3.1  DOS CONTRATOS DE PLANO DE SAÚDE E APLICAÇÃO DO CDC

Questão bastante relevante e de grandes discussões em nossos tribunais, diz respeito ao adimplemento substancial nos contratos de plano de saúde quanto à resolução contratual.

Inicialmente cumpre apresentar breve conceito sobre o contrato de plano de saúde, o qual diz respeito ao instrumento pelo qual as operadoras prestadoras de tais serviços se obrigam, mediante remuneração mensal, a prestar aos usuários o tratamento das doenças previstas na Classificação Estatística Internacional de Doenças e Problemas Relacionados com a Saúde da Organização Mundial da Saúde, através de rede própria de médicos, clínicas e hospitais ou por terceiros, mediante convênios.

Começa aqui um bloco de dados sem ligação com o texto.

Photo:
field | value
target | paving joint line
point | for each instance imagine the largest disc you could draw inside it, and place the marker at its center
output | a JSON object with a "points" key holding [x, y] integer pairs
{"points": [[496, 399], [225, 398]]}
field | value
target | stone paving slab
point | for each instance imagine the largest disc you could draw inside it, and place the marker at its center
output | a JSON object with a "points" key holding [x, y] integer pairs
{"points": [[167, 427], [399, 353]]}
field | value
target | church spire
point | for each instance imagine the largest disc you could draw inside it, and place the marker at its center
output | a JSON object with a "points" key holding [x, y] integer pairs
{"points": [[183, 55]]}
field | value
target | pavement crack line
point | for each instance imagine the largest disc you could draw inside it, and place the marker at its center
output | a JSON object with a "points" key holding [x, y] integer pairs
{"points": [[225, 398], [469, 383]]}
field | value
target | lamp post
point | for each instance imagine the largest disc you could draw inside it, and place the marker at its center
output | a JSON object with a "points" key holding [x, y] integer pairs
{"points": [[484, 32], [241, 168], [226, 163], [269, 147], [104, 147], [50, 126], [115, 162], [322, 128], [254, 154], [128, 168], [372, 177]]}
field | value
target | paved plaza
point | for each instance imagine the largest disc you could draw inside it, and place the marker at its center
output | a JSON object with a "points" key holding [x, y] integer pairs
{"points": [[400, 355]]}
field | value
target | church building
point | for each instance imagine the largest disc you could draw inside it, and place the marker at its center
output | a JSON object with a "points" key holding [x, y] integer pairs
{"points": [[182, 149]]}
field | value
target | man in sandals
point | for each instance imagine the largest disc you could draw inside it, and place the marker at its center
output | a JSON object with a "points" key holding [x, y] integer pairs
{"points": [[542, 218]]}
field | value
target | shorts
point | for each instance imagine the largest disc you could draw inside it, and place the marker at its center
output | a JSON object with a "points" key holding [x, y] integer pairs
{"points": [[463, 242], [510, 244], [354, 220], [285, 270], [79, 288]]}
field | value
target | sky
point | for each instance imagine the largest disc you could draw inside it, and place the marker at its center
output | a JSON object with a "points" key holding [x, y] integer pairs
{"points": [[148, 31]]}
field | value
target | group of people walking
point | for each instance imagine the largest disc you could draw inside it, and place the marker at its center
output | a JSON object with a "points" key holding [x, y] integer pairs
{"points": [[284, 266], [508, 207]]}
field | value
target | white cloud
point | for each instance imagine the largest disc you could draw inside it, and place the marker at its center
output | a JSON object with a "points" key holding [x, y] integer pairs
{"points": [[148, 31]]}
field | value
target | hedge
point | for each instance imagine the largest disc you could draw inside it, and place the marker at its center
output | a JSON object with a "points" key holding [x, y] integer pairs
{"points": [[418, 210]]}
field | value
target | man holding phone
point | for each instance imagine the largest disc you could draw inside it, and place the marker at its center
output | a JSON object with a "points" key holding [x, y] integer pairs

É o que dispõe o artigo 1º, inciso I, da Lei de Planos de Saúde (Lei. 9.656/98).

Senão vejamos:

Art. 1o  Submetem-se às disposições desta Lei as pessoas jurídicas de direito privado que operam planos de assistência à saúde, sem prejuízo do cumprimento da legislação específica que rege a sua atividade, adotando-se, para fins de aplicação das normas aqui estabelecidas, as seguintes definições:

I - Plano Privado de Assistência à Saúde: prestação continuada de serviços ou cobertura de custos assistenciais a preço pré ou pós estabelecido, por prazo indeterminado, com a finalidade de garantir, sem limite financeiro, a assistência à saúde, pela faculdade de acesso e atendimento por profissionais ou serviços de saúde, livremente escolhidos, integrantes ou não de rede credenciada, contratada ou referenciada, visando a assistência médica, hospitalar e odontológica, a ser paga integral ou parcialmente às expensas da operadora contratada, mediante reembolso ou pagamento direto ao prestador, por conta e ordem do consumidor;

O contrato de plano de saúde é classificado como um modelo de contrato de adesão. Assim denominado porque suas cláusulas são estipuladas unilateralmente (na maioria das vezes, o fornecedor de serviço), cabendo à outra parte (normalmente, o consumidor) somente a adesão, aquiescendo a seus termos.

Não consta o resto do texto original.